Later, Felix Leiter (David Hedison) informs Bond that after a raid on the Fillet of Soul, Kananga has taken Solitaire back to San Monique where she is to be sacrificed in a voodoo ceremony, leaving three Tarot cards: The High Priestess, The Moon, and Death. After travelling to San Monique, Bond rescues Solitaire from being sacrificed and kills Kananga while Quarrel Jr. destroys the opium poppy fields.

==Analysis==
Screenwriter Tom Mankiewicz has stated that although Solitaire is a white person in the novel, he initially wrote her as black, with Diana Ross in mind. United Artists president David Picker objected, however, on the basis that there were several countries where the film could not be released if there were relations between Bond and Solitaire. According to Ian Kinane, even though Solitaire is French Haitian in the book,

The casting of British actress Jane Seymour as Solitaire eradicates from the narrative those concerns regarding the character's cultural hybridity... thus marking her realignment by Bond in politico-ideological and not racial terms. While Solitaire's religious and spiritual practices are discernibly non-Western (and therefore threatening to the ordered rigidity of British Christendom), Seymour's whiteness does much to mitigate such fears in the viewers' eyes: her whiteness aligns Solitaire's powers of the obeah less with Black primitivism and more with a sublimated Christian religiosity.
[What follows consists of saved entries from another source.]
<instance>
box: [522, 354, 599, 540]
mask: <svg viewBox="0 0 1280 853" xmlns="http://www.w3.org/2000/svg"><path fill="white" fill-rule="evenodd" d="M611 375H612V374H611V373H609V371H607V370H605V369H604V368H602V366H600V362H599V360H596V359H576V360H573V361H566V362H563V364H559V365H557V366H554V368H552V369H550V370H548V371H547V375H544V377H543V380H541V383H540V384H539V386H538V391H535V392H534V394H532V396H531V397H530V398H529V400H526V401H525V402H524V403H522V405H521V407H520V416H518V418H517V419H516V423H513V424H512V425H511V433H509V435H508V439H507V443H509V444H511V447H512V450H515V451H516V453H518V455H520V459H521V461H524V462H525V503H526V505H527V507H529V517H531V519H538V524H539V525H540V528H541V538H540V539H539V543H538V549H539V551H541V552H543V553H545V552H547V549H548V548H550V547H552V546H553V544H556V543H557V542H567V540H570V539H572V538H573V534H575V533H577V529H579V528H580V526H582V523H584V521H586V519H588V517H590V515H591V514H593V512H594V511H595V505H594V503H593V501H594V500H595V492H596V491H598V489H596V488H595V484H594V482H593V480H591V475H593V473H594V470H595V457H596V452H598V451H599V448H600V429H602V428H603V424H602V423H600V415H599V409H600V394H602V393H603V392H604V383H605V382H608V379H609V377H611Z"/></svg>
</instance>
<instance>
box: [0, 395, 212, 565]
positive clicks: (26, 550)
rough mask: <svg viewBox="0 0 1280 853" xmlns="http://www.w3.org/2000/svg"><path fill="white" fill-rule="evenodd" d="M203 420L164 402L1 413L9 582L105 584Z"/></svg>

Joyce Goggin argues that Solitaire is at the center of the film: "many of the remarkable and strange features that contribute to the uniqueness of both novel and film are related precisely to voodoo, superstition and the Tarot, here given an added frisson through a highly eroticised medium in the person of Solitaire." Goggin also suggests that Solitaire "functions as very liquid panoply of stereotypical markers of Otherness and sexuality."

Patrick Maille notes that Solitaire is naïve about sexuality and compares her to a damsel in distress. Monica Germanà draws on Linda Welter's study of European/Anatolian folkloric dress to connect Solitaire's dress with the preoccupation the film has with her virginity:

The emphasis on Solitaire's chastity is conveyed, to begin with, by the high neckline of her first appearance in ethnic dress, and the colour red, which, with its associations with blood, and, in turn, menstruation and childbirth, is simultaneously used to foreshadow a bride's loss of virginity and future fertility in ethnic bridal gowns. Later, in St Monique, the bridal motif is pursued through a more revealing red dress, elaborate headdress, and a green cape studded with red stones; since Solitaire is about to lose her virginity to Bond, her neckline has dropped. Back in New York, the neckline plunges down to a butterfly appliqué stitched on the high waist of the red and gold dress she wears on her last tarot reading session.

Britni Dutz sees the initial shots of Solitaire as an example of scopophilia, illustrating Laura Mulvey's "gaze theory":

In the fleeting introductory shots of Solitaire, she is introduced to the viewer not as a character, but a “girl,” a silent doll who is dressing up... These shots establish Solitaire as an example of Mulvey's object of the gaze, as an object for pleasurable looking.